I am going through a terrible time right now. I have been married six years but we lived together only 1 1/2 yr after he had to go out of the country as he was a refugee and I had to sponsor him. 
It all started the first day of marraige..he lied to me about his age..ne ways what could I do at that time when i saw the papers I let it go. Then later I found out that he had applied for refugee status based on him being gay. He swore that it was what his lawyer suggested him to do. Anyways the 1 1/2 yr we lived togther was not very smooth we had a lot of hiccups in b/w I gave birth to our son and soon after he left. After 2 yrs of sponsoring him he got an interview with the immigration and he was told that his educatioin documents were fake..|I got very fumed on that as he told me that he has Bachelor's but actually he did not even finish high school..I was lost at that time and so in love I did not know what to do ..he apologised and told me that given a chance he will be a different man.

I would like to mention here that for the past 5 yrs I am supporting myself and my son and he has not done anything other than working only for a year and even during that time did not support us.

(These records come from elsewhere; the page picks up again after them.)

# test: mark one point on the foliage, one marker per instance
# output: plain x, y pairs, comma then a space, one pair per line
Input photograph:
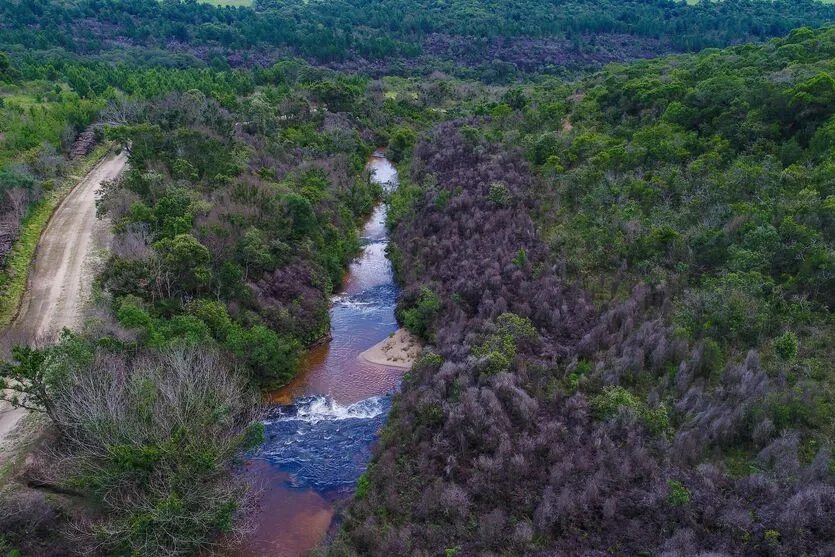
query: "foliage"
675, 227
153, 439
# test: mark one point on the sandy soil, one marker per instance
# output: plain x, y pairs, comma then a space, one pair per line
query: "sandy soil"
61, 273
399, 350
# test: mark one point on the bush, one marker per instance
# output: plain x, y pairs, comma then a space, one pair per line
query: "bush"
152, 441
613, 400
678, 495
420, 318
786, 346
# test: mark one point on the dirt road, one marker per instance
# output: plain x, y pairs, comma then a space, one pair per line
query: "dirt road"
61, 275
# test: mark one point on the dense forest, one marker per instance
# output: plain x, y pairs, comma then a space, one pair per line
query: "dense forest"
491, 40
627, 283
623, 276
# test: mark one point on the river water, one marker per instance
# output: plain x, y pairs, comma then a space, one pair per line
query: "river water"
320, 428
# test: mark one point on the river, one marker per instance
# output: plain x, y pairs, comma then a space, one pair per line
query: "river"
320, 428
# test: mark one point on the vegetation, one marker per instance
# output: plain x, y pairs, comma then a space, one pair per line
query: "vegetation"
673, 393
625, 281
494, 41
150, 438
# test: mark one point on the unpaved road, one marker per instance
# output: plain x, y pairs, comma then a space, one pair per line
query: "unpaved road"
61, 275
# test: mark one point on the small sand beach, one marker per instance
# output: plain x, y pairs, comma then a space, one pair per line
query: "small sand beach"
399, 350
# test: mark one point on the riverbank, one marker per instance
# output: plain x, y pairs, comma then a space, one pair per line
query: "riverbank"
400, 350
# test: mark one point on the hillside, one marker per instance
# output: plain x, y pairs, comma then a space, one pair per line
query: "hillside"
623, 275
631, 285
493, 41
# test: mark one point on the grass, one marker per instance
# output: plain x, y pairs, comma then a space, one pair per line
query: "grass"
13, 281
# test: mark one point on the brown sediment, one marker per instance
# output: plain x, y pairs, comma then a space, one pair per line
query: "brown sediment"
291, 520
399, 350
297, 519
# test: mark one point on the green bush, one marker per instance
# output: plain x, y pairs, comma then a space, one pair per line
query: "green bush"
420, 318
678, 495
786, 346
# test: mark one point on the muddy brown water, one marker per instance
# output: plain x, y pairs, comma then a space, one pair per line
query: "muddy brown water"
321, 426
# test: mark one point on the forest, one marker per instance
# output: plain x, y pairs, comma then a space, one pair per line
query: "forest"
489, 40
627, 284
622, 267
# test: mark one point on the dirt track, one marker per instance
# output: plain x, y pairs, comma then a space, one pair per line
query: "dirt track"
61, 274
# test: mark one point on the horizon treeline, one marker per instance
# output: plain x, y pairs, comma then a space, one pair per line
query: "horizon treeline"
627, 285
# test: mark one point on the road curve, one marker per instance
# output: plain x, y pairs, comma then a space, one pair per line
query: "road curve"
60, 277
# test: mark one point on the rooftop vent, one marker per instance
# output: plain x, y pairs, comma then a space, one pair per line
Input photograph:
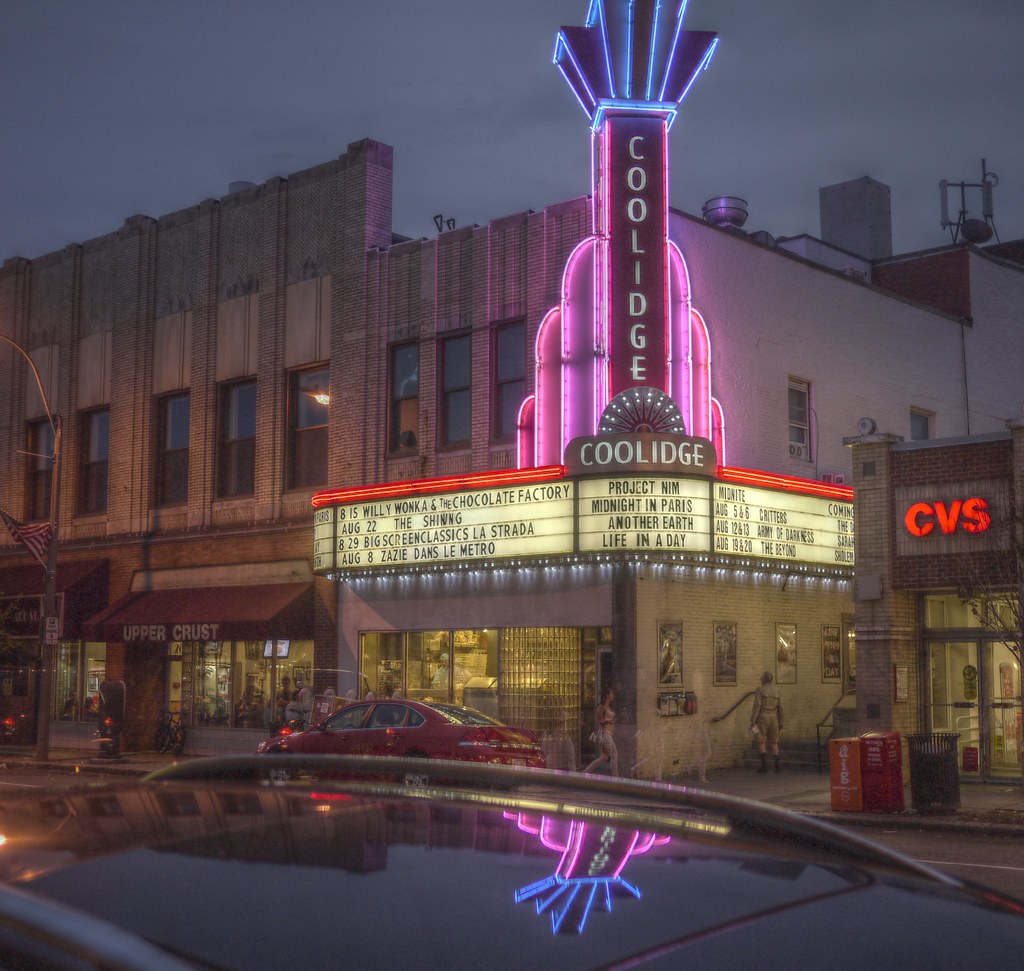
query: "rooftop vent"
725, 211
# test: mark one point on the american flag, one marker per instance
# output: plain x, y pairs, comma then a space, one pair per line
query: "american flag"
35, 537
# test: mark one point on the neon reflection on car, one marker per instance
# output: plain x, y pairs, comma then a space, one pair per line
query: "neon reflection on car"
589, 873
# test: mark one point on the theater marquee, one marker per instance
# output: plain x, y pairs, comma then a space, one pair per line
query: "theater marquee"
531, 513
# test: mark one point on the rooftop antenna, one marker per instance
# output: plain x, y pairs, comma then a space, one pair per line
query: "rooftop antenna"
971, 229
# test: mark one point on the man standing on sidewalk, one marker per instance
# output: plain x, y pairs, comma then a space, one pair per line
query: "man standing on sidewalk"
766, 719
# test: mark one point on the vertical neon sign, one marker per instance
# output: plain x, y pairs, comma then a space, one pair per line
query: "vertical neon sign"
637, 250
625, 321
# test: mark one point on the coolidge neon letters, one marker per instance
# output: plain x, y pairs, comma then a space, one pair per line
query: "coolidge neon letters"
971, 515
637, 234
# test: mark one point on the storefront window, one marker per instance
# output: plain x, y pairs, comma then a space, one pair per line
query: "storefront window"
460, 666
242, 684
948, 611
81, 668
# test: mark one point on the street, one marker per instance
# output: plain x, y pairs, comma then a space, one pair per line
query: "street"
995, 861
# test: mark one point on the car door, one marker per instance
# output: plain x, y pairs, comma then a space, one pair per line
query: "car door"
384, 729
342, 733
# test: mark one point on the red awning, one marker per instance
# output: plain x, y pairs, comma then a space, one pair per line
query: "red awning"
268, 610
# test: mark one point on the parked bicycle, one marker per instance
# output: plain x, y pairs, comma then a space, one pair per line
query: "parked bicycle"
170, 732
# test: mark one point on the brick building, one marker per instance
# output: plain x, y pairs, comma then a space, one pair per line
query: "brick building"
938, 592
219, 368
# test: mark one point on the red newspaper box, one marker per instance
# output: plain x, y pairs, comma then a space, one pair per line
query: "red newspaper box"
882, 771
844, 774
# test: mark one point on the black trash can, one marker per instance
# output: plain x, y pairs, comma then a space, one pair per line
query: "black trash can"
934, 772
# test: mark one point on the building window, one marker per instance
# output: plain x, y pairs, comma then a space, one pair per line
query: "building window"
921, 425
172, 450
309, 408
800, 420
237, 440
40, 450
456, 403
404, 396
95, 452
510, 377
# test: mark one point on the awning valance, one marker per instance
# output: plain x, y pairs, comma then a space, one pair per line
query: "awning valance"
257, 613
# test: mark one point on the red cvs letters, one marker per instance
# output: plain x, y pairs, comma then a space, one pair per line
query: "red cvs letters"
971, 515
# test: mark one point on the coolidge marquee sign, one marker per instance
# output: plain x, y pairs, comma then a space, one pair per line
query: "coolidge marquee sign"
640, 494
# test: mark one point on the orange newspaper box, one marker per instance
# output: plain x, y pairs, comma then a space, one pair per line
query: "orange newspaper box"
844, 773
882, 771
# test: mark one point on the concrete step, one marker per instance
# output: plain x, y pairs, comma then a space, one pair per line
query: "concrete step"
795, 754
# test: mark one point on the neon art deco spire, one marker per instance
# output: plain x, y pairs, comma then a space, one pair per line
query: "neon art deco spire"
625, 350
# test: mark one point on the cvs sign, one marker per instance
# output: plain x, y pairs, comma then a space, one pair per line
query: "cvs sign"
971, 515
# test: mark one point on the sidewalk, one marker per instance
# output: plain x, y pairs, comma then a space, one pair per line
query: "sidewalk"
994, 807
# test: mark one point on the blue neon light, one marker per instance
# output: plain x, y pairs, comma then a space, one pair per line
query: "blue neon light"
576, 897
598, 59
653, 50
705, 64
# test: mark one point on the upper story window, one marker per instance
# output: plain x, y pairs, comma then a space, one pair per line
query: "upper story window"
510, 377
800, 420
172, 450
404, 396
456, 396
237, 439
309, 407
921, 425
40, 450
95, 453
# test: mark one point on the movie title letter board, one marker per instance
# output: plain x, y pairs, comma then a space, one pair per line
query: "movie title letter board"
482, 524
782, 525
664, 514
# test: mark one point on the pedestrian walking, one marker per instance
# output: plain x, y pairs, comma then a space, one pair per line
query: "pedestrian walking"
604, 734
766, 719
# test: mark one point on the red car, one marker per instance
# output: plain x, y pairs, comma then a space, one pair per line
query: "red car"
414, 729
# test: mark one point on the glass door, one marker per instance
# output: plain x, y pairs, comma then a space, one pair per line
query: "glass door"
976, 691
954, 682
1003, 704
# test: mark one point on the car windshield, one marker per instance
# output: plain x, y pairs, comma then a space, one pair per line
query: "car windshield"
459, 715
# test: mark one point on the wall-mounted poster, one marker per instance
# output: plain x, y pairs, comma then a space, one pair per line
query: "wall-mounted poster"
725, 652
832, 665
785, 653
670, 653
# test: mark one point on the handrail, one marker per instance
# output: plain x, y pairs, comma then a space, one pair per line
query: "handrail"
734, 707
829, 715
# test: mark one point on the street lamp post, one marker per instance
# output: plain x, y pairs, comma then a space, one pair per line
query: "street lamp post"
49, 628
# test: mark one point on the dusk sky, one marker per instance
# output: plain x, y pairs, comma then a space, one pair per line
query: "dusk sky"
112, 108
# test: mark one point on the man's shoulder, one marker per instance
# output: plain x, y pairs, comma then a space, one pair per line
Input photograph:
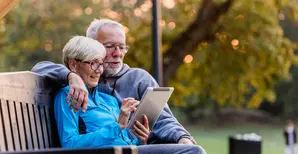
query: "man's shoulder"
63, 91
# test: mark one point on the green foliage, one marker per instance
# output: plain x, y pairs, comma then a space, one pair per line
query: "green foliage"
243, 73
249, 55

Its been 5 yrs since the immigration process and I am getting this feeling inside growing up again that I should not continue with him as he lied to me and really did not do anything for us ..I know he has lost my trust and I dont respect him the same way that I used to. I really do feel strongly that I should leave him but then someother time I think maybe I should give him a chance maybe what he is saying could be true this time? I am so confused. He does not have any attachment with our son and my family thinks that it is better for me to leave him now it will be less problamatic for my son ..I really dont know what is the best as I dont know what future holds..Please help !


----------



## Blanca (Jul 25, 2008)

Id have to agree with your family. Your son is young and it will be much less traumatic for him if you make a clean split.


----------